Este livro redefine a paz a partir de uma percepção radical: tudo o que existe já está permitido a existir. Sob essa ótica, coexistir não significa assimilar, concordar ou mesmo reconhecer. Significa verificação mútua—afirmar o Outro tal como ele é, sem reduzi-lo ou negá-lo.
Inspirando-se na história da filosofia—de Platão e Aristóteles a Spinoza, Kant, Heidegger, Arendt e Levinas—esta obra mostra como a paz foi pensada como ordem, como consenso racional, como reconciliação e como responsabilidade ética diante do Outro. Ao mesmo tempo, tradições orientais como o taoísmo e o budismo oferecem uma visão de paz como fluxo, impermanência e criação.
A partir dessa perspectiva, a paz deixa de ser vista como um estado fixo e passa a ser compreendida como uma relação fluida: um processo dinâmico em que harmonia e conflito se entrelaçam continuamente.
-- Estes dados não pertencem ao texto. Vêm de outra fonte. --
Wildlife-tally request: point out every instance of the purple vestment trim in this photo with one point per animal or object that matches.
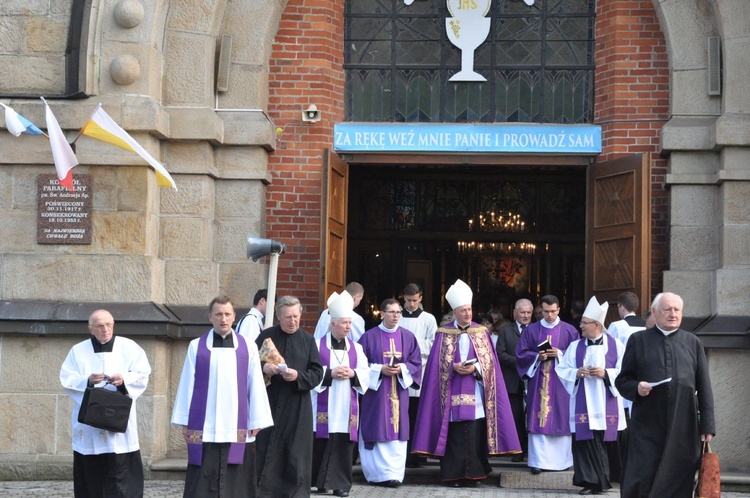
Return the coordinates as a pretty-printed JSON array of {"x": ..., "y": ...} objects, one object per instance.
[
  {"x": 197, "y": 415},
  {"x": 321, "y": 426},
  {"x": 583, "y": 431}
]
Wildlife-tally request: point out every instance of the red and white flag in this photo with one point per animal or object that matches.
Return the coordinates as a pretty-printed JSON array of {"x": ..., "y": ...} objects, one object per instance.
[{"x": 63, "y": 155}]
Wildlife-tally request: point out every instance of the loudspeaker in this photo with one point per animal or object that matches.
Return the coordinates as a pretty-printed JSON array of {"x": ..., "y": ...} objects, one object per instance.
[
  {"x": 714, "y": 65},
  {"x": 257, "y": 247}
]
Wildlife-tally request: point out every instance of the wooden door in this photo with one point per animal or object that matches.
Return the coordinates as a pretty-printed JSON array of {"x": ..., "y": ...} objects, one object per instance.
[
  {"x": 618, "y": 230},
  {"x": 335, "y": 199}
]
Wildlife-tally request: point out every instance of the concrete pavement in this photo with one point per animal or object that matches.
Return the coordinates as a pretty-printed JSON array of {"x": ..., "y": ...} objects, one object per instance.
[{"x": 174, "y": 489}]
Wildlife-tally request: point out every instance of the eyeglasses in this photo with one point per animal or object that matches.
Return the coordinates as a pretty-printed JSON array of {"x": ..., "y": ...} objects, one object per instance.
[{"x": 103, "y": 325}]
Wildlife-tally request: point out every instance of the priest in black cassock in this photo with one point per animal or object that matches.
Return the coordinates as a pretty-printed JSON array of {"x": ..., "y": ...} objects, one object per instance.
[
  {"x": 284, "y": 451},
  {"x": 588, "y": 371},
  {"x": 105, "y": 463},
  {"x": 668, "y": 420}
]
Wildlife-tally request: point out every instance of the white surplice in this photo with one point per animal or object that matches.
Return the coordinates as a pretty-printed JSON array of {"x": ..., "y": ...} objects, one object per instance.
[
  {"x": 250, "y": 325},
  {"x": 596, "y": 390},
  {"x": 220, "y": 425},
  {"x": 127, "y": 358},
  {"x": 339, "y": 392}
]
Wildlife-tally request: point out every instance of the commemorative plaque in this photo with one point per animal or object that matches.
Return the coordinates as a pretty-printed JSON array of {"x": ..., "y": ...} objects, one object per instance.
[{"x": 64, "y": 217}]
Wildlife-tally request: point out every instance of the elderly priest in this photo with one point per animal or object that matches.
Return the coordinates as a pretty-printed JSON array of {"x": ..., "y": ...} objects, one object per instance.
[
  {"x": 464, "y": 414},
  {"x": 346, "y": 375},
  {"x": 105, "y": 463},
  {"x": 588, "y": 371}
]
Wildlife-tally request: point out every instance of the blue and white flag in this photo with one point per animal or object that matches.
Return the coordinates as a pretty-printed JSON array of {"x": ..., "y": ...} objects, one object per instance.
[{"x": 17, "y": 124}]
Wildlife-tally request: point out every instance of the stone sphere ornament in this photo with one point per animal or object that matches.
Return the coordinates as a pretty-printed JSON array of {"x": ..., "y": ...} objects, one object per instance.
[
  {"x": 125, "y": 69},
  {"x": 129, "y": 13}
]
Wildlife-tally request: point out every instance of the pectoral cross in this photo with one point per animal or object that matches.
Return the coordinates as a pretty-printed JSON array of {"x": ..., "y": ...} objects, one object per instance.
[
  {"x": 393, "y": 396},
  {"x": 392, "y": 353}
]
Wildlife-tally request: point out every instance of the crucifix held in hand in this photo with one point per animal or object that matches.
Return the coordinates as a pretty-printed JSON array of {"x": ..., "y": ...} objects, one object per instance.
[{"x": 392, "y": 354}]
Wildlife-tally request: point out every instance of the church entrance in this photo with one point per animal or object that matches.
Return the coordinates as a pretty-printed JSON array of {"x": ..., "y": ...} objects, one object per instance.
[{"x": 509, "y": 231}]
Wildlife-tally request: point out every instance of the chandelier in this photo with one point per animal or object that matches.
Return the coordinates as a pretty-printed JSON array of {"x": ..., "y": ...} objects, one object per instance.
[{"x": 497, "y": 222}]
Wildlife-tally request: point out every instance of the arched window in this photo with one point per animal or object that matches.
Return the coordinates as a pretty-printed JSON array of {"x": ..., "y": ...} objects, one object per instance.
[{"x": 538, "y": 61}]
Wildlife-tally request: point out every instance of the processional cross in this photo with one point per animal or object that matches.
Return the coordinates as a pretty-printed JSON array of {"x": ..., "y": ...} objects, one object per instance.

Da vida cotidiana às relações globais, a obra revela como a coexistência pode ser praticada como uma ética da persistência—permanecer juntos sem apagar as diferenças.
Filosófico e prático, rigoroso e acessível, A Filosofia da Coexistência convida o leitor a repensar a paz não como uma utopia distante, mas como uma realidade já presente sempre que os seres confirmam a existência uns dos outros em sua diferença.